2010 Alum


Katherine Fornash

Katherine Faye Fornash


Years participated in RESESS:
2007 →
2008 →
2009 →
2010


An Overview

Modeling surface deformation on Kilauea volcano: constraints from the elastic properties of basalt

Academic Affiliation: Graduate, University of Arizona, Geosciences
Science Mentor: Shimon Wdowinski, University of Miami


Biography

Katherine Faye Fornash is a graduate student in Geoscience at the University of Arizona. She was a 2009 and 2010 RESESS intern. Her 2009 summer research focused on geochemical evidence for flat-slab subduction in Cenozoic Western North America. Katherine is a runner, hiker, and avid reader.


Abstract

Magmatic-induced crustal deformation models have been used for decades to make inferences about the geometry of magma chambers and subsurface magmatic processes, such as dike emplacement and magmatic migration. However, the accuracy of such models, and thus the interpretations derived from them, are heavily dependent on the rheology and elastic properties of the interstitial rocks. Accordingly, the elastic parameters of a suite of basaltic surface rocks were determined in order to improve elastic deformation models of Kilauea volcano and to better constrain the relationship between the observed surface deformation and the magmatic activity in the subsurface.
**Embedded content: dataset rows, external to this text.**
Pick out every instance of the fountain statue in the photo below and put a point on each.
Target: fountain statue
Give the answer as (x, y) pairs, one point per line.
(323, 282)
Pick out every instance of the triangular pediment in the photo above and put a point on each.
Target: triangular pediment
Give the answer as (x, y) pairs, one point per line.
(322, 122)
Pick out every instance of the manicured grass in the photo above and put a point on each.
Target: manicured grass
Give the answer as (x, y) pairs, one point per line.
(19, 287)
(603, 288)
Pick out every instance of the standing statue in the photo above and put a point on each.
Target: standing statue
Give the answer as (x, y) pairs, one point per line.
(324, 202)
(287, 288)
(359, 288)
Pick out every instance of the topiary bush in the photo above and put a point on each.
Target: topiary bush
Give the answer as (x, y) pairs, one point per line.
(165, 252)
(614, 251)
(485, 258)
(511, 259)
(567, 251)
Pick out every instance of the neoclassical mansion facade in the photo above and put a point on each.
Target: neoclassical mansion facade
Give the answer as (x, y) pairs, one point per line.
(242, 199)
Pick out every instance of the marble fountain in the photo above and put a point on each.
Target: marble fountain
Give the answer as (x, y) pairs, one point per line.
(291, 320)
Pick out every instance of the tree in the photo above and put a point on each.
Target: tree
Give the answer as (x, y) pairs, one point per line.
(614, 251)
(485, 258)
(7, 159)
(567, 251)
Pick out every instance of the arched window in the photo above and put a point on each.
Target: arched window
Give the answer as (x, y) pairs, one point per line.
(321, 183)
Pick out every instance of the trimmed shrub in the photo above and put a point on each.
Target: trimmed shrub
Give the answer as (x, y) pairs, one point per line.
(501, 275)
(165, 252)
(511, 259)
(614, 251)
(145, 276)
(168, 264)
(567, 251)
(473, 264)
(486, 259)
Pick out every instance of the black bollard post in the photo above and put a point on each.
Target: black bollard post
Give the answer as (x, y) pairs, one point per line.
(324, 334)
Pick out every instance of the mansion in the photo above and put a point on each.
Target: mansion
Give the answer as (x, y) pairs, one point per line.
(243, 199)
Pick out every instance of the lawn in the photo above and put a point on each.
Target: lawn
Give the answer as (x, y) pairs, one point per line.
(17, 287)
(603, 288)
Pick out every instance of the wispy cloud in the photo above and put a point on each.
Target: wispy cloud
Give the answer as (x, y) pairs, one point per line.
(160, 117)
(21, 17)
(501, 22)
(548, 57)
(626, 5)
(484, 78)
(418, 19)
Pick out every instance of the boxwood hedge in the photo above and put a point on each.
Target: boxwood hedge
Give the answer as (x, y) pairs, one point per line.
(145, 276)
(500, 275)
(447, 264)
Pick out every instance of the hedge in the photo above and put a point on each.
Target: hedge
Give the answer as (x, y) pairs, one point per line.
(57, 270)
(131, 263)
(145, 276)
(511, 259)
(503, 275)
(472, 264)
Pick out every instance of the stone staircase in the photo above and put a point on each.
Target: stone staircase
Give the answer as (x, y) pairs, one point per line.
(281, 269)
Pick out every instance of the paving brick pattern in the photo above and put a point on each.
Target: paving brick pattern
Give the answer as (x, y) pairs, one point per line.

The elastic moduli of interest were calculated from compressional and shear wave velocities, which were measured under both dry and saturated conditions using the pulse transmission technique. In general, values obtained for the Young’s modulus (E= 30 GPa- 55 GPa), shear modulus (m= 13 GPa- 21 GPa), and Bulk modulus (K= 20 GPa-50 GPa) were lower than the typical values used in elastic deformation models, whereas the average value for Poisson’s ratio (0.27) was close to the assumed value of 0.25 for crustal materials. Little-to-no variation was observed between measurements conducted in dry conditions versus those in saturated conditions.

These reduced values suggest that previous elastic deformation models, which use elastic parameters (E= 73 GPa, m= 30 GPa) averaged over the entire crust, may have overestimated the pressure change required to produce the observed pattern of surface deformation, especially in the case of volcanoes with shallow magma reservoirs, such as Kilauea.